Yesterday I was slicing up some breaks in a variety of ways and chaining them together into sequences like this:
d1 $ cat [
slice 8 "0 1 2 3 4 5 6 7" $ sound "brk:1",
slice 8 "0 1 2 0 1 2 5 [6 6]" $ sound "brk:1",
slice 8 "0 1 [2 2 2 2] 0 1 2 6 6" $ sound "brk:1",
slice 8 "0 1 2 0 1 2 0 0" $ sound "brk:1",
slice 8 "0 1 2 ~ 4 4 [6 6] 7" $ sound "brk:1",
slice 8 "0 1 2 0 1 2 5 [6 6]" $ sound "brk:1",
slice 8 "0 1 [2 2 4 [~ 4]] 0 1 2 6 6" $ sound "brk:1",
slice 32 "[0 1 2 0 1 2 6 6]/4" $ sound "brk:1"
]
Is there a more idiomatic way of doing this - the slice 8 and sound "brk:1" are quite repetitive - could I extract a function here? Or should I turn off my programmer brain and enjoy the repetition 
?
cat is fine, you want to simplify the construction of the list. For instance, using map
d1 $ cat $ map (\ p -> slice 8 p $ sound "brk:1")
[ "0 1 2 3 4 5 6 7"
, "0 1 2 0 1 2 5 [6 6]"
]
Oh and I strongly recommend to put the commas in front. In Haskell circles, this is the "dutch style" of indentation.

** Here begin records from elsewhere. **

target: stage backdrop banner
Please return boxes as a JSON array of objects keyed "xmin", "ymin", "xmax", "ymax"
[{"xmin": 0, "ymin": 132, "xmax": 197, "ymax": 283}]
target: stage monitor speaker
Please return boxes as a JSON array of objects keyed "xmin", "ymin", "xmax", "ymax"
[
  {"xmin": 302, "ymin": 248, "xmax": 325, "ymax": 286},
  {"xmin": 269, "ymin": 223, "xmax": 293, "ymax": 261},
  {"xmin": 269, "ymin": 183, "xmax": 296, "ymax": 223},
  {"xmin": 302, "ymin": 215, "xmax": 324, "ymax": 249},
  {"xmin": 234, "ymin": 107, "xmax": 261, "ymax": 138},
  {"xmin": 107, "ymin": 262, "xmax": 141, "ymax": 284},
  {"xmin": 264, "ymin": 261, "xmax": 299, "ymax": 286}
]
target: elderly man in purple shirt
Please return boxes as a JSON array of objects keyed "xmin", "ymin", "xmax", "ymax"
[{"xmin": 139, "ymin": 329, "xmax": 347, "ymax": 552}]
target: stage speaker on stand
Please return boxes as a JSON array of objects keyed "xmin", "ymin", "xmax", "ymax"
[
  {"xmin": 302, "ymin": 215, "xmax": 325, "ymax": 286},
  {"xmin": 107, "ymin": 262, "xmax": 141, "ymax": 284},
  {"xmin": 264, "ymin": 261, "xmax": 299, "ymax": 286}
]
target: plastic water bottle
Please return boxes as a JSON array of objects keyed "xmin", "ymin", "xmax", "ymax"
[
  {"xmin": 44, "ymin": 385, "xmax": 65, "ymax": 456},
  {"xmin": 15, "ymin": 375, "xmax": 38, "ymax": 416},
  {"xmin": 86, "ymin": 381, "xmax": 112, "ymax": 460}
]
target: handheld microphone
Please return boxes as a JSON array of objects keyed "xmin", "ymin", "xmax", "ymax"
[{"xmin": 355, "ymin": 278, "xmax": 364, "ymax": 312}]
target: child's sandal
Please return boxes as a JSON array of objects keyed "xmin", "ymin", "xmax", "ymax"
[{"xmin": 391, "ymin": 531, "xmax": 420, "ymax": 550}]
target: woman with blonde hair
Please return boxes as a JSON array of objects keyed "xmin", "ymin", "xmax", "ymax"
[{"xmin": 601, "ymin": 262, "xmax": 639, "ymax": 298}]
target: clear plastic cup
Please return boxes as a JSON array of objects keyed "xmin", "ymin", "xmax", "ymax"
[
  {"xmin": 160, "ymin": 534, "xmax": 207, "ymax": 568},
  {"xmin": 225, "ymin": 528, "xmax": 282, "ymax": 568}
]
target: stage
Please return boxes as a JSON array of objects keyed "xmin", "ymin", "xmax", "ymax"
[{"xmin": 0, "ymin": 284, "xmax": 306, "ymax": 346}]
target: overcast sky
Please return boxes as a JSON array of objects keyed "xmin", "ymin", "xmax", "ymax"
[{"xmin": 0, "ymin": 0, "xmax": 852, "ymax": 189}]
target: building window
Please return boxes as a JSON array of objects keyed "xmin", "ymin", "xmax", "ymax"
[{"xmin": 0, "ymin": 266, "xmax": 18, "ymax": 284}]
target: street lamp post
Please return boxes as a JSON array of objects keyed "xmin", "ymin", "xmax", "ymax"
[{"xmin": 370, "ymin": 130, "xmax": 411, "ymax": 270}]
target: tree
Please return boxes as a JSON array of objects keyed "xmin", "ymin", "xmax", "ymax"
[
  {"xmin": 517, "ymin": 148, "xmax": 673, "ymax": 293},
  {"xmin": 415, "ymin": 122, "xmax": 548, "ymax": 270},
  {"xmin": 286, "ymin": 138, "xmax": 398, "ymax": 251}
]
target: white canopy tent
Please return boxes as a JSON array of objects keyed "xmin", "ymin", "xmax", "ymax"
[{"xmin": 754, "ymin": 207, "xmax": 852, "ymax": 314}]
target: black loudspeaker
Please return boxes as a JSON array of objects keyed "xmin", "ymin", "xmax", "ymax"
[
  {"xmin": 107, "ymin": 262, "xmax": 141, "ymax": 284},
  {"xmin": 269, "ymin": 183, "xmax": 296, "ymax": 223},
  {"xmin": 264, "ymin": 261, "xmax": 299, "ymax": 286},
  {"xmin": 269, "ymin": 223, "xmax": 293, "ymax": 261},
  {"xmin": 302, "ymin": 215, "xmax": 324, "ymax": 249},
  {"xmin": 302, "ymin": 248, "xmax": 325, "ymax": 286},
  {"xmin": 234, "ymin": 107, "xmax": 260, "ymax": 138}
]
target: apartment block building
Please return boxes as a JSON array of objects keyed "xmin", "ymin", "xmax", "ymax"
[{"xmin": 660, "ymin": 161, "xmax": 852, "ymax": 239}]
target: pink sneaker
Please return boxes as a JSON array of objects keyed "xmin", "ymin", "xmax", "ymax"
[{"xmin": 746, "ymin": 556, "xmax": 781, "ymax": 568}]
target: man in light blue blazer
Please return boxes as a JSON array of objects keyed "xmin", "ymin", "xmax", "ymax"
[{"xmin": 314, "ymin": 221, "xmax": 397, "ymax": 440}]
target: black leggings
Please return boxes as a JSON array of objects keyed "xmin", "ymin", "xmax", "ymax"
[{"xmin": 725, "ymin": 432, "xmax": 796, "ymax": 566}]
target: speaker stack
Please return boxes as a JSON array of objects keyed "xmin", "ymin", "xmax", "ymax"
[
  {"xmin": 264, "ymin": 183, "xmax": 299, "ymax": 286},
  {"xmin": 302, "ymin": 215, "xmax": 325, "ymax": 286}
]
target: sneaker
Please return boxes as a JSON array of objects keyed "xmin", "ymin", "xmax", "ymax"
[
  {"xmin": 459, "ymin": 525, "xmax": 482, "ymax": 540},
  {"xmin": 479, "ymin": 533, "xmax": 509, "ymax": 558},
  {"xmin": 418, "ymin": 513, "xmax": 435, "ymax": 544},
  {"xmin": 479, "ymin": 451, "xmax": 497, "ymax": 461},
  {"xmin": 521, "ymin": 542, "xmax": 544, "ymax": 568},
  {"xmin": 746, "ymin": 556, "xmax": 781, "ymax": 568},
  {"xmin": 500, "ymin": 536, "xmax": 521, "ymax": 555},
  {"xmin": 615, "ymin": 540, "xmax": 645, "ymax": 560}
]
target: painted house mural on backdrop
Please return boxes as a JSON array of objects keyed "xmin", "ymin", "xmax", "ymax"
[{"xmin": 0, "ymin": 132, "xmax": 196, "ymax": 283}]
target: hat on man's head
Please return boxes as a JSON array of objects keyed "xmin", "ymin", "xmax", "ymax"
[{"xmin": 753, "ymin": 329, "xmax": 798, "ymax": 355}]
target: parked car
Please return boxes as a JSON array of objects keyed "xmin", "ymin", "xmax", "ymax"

[EDIT] I typed too fast - didn't see you want the 32 in the last item. Then use tuples:
cat $ map (\ (s, p) -> slice 8 p $ sound "brk:1")
[ (8, "0 1 2 3 4 5 6 7")
, (8, "0 1 [2 2 2 2] 0 1 2 6 6")
, (12, "0 1 2 0 1 2 5 [6 6]")
]
Now you might not want those repeated 8s, so you could abstract again
cat $ map (\ (s, p) -> slice 8 p $ sound "brk:1")
$ map (\ p -> (8,p))
[ "0 1 2 3 4 5 6 7"
, "0 1 [2 2 2 2] 0 1 2 6 6"
]
++ [ (32, "[0 1 2 0 1 2 6 6]/4")
]
3 Likes
alternatively, you can extract the slice and sound from cat, like:
d1 $ slice "<8!7 32>" (cat [
"0 1 2 3 4 5 6 7",
"0 1 2 0 1 2 5 [6 6]",
"0 1 [2 2 2 2] 0 1 2 6 6",
"0 1 2 0 1 2 0 0",
"0 1 2 ~ 4 4 [6 6] 7",
"0 1 2 0 1 2 5 [6 6]",
"0 1 [2 2 4 [~ 4]] 0 1 2 6 6",
"[0 1 2 0 1 2 6 6]/4"
])
$ sound "bd:1"
the < > is the equivalent of cat in the mininotation, so <8!7 32> means: "8 for 7 cycles, 32 for 1"
4 Likes
Thank you both! Two different but very interesting ways of solving the problem. I've learnt a lot!